Teppei Kaneuji
“Plastic Barricade”
New York, 518 West 19th Street
Kyoto-based artist, Teppei Kaneuji investigates natural phenomena, history and mass consumption and his multidisciplinary practice incorporates sculpture, drawing, painting, and performance to explore themes of transformation. The exhibition highlights four distinctive bodies of work and marks the artist’s second solo show with the gallery.
Teppei Kaneuji takes an irreverent approach to sometimes challenging subject matter while embracing playful methods of engagement with materiality: a process that reflects ideological conflicts between societal acceptance and social resistance. His dynamic recontextualizations are intended to examine the passage of time and environmental issues while suggesting critical analysis of consumerism.

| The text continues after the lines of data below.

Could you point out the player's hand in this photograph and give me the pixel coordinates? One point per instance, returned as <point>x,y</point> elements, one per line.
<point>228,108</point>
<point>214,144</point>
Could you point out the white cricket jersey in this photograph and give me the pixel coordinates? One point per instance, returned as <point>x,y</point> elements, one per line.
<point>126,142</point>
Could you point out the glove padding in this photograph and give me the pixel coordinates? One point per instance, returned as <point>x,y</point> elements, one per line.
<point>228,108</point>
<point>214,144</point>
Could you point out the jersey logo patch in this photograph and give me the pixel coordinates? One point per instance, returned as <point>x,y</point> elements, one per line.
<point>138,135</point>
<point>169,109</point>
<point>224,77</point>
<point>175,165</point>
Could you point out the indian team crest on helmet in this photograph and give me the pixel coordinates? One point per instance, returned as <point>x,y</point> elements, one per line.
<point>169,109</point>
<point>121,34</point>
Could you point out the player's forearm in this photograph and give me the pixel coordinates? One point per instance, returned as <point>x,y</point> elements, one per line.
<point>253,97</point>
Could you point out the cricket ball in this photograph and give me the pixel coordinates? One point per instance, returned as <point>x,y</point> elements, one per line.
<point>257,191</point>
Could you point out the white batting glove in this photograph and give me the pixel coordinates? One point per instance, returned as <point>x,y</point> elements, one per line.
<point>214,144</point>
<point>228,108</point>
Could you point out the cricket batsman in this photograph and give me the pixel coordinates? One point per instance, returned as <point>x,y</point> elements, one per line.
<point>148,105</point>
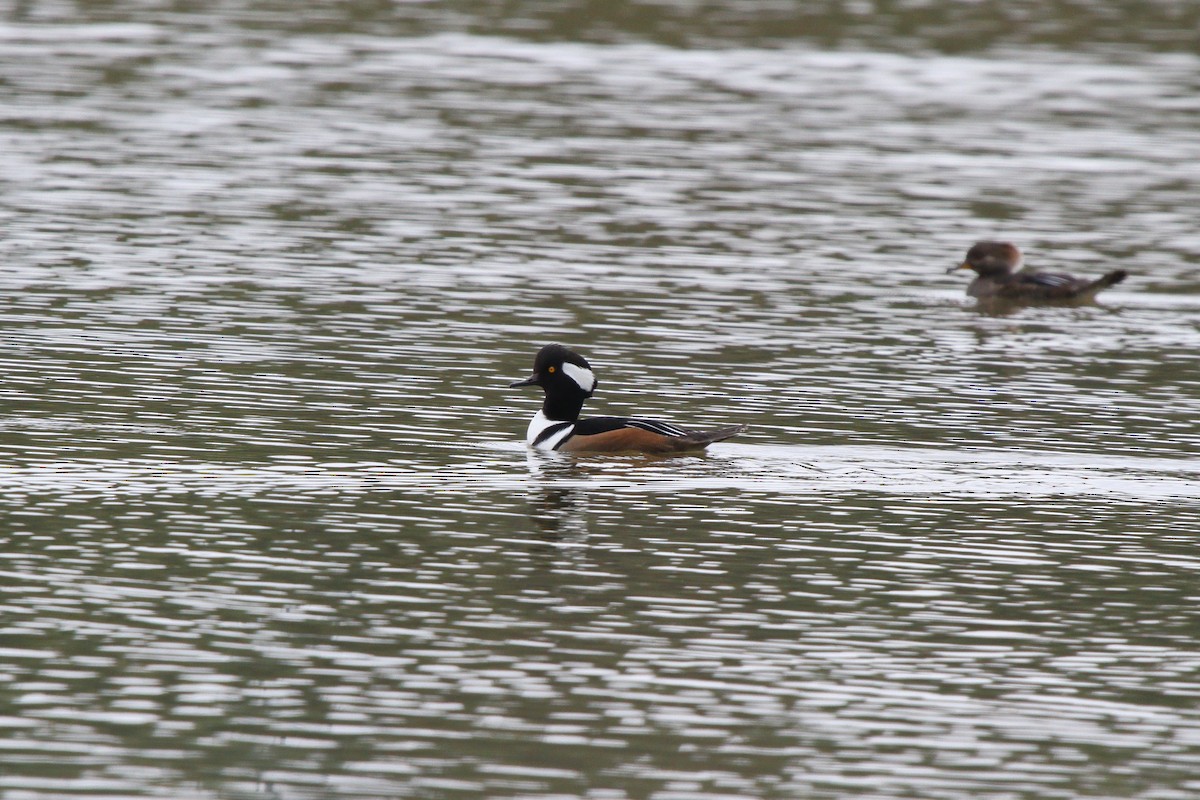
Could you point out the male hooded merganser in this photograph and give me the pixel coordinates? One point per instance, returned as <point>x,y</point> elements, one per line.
<point>996,277</point>
<point>568,380</point>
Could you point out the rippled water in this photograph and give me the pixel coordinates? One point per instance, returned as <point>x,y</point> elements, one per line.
<point>268,524</point>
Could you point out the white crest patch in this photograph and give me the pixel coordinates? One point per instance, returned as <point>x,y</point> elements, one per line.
<point>582,376</point>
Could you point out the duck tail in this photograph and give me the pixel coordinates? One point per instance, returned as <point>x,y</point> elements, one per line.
<point>697,439</point>
<point>1104,282</point>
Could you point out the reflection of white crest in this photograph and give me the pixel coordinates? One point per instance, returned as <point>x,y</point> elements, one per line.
<point>582,376</point>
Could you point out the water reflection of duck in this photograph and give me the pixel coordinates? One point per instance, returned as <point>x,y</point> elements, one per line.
<point>995,264</point>
<point>568,380</point>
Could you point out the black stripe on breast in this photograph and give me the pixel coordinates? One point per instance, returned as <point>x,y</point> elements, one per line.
<point>551,431</point>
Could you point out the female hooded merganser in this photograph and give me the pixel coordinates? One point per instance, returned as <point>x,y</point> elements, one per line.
<point>996,277</point>
<point>568,380</point>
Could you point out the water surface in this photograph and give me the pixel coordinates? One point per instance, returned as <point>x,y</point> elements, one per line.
<point>268,525</point>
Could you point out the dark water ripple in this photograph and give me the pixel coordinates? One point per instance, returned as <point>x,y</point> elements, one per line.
<point>267,525</point>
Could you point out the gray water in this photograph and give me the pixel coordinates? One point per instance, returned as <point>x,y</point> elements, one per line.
<point>268,528</point>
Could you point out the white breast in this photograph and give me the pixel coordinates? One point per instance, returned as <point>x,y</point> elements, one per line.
<point>538,426</point>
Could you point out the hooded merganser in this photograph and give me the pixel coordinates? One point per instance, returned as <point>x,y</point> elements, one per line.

A new large-scale installation from the White Discharge series (2002-present) will be on view, a dioramic snow-covered landscape made of plastic toys, found objects, and everyday household items. The artist pours powder atop the structures and allows snow-like, poured formations to dust and “freeze” the materials in suspended animation, and Kaneuji’s architectural structures in this series have become increasingly elaborate over time.
Kaneuji references the visual language of Pop Art in his Mobiles series, swirling sculptures of isolated cosmetic advertisement imagery. The kinetic mobile cut-outs of glittery liquid shapes combine delight and precarity as they dance and twirl from the gallery walls and ceiling.
The exhibition also features recent two-dimensional works from the Lenticular Works and ZONES series. Lenticular Works are Kaneuji’s wonderfully frenetic holographic collages which incorporate geometric patterns and motion effects through his use of papers meant for 3D displays. Brilliant juxtapositions of form and material create an animated illusion of depth and movement when viewed from different angles. In his ZONES series, the artist explores formal techniques by flattening the linear space of the composition and intermingling reflective tape, painterly pops of color, geometric forms, and undulating, biomorphic shapes.
Throughout the Plastic Barricade exhibition Kaneuji demonstrates his ability to communicate themes that are simultaneously playful and menacing as he continually creates new meanings and visual associations for the viewer through unexpected combinations of disparate objects.